Шоссе графства, Милитари-роуд, тянулось поперек посадочной полосы — не параллельно, а под прямым углом, — и несколько лет назад я читал, что в свое время управляющего аэропорта арестовали и отдали под суд за попытку установить светофор, чтобы прекращать движение на шоссе во время приземления большегрузных самолетов. Дорожная полиция графства ликвидировала незаконный светофор. Меня это не беспокоило; каждый раз, когда я прилетал в Вашингтон, пилотам хватало умения втиснуть самолет между легковыми и грузовыми автомобилями, пересекавшими его путь. Я припомнил, что в бывшем аэропорту не имелось диспетчерской башни как таковой, и конус-ветряк был прикреплен к высшей точке «русских горок» в соседнем парке.
Самолет приземлился и зарулил на стоянку; я вышел из салона третьим и торопливо спустился по трапу на теплый гудрон, поправляя на поясе пистолет.
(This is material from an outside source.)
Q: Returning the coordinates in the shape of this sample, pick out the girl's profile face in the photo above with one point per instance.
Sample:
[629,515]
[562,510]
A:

С собой у меня была сумка со сменой белья, чистой рубашкой и моим вторым темным костюмом, но я не знал, хватит ли мне времени снять номер в отеле, принять душ, побриться и переодеться перед встречей с Гувером. Эта мысль обеспокоила меня. Директор требовал, чтобы сотрудники являлись к нему в своем лучшем выходном костюме, даже если речь шла о специальных агентах, которые провели день и ночь, пересаживаясь из самолета в самолет, пересекая из конца в конец Мексику и Штаты.
Шагая по новому аэровокзалу, в котором все еще пахло краской и штукатуркой, я задержался у газетного киоска.
Один из заголовков «Вашингтон Дейли Ньюс» гласил: «Количество жертв венерических заболеваний таково, что ими можно переполнить стадион». Я попытался вспомнить, сколько зрителей вмещает старый стадион «Гриффитс». По меньшей мере, тридцать тысяч. Оглядев толпу юнцов в новеньких, с иголочки мундирах сухопутных войск, военного флота, военной полиции, берегового патруля и морской пехоты, каждый из которых целовался на прощание по меньшей мере с одной девушкой, я удивился тому, что эпидемия венерических болезней приняла с начала войны столь скромный размах.
Я пересек аэровокзал, направляясь к телефонным будкам у выходных дверей. Единственный шанс принять душ и переодеться заключался в том, чтобы разыскать моего друга Тома Диллона, с которым я учился в Квантико и проходил подготовку в Лагере "X", до того как его перевели в Вашингтон, а меня — в ОРС. Том до сих пор оставался холостяком — по крайней мере, когда я в последний раз говорил с ним десять месяцев назад, — а его квартира находилась неподалеку от Департамента Юстиции. Я сунул в щель десятицентовик и попросил оператора соединить меня с домашним телефоном Тома, надеясь, что сегодня у него выходной, и зная, что, как всякий полевой агент, он почти не бывает у себя в конторе даже по рабочим дням. Я услышал длинные гудки и, упав духом, уже начал нащупывать очередную монетку, когда поверх моего плеча протянулась волосатая рука и, выхватив у меня трубку, повесила ее на рычаг.
Я рывком развернулся, готовясь дать отпор солдату или моряку, имевшему глупость так подшутить надо мной, и увидел в нескольких дюймах от своего лица ухмыляющуюся физиономию Диллона.
— Я слышал, как ты назвал мой номер, — сказал Том.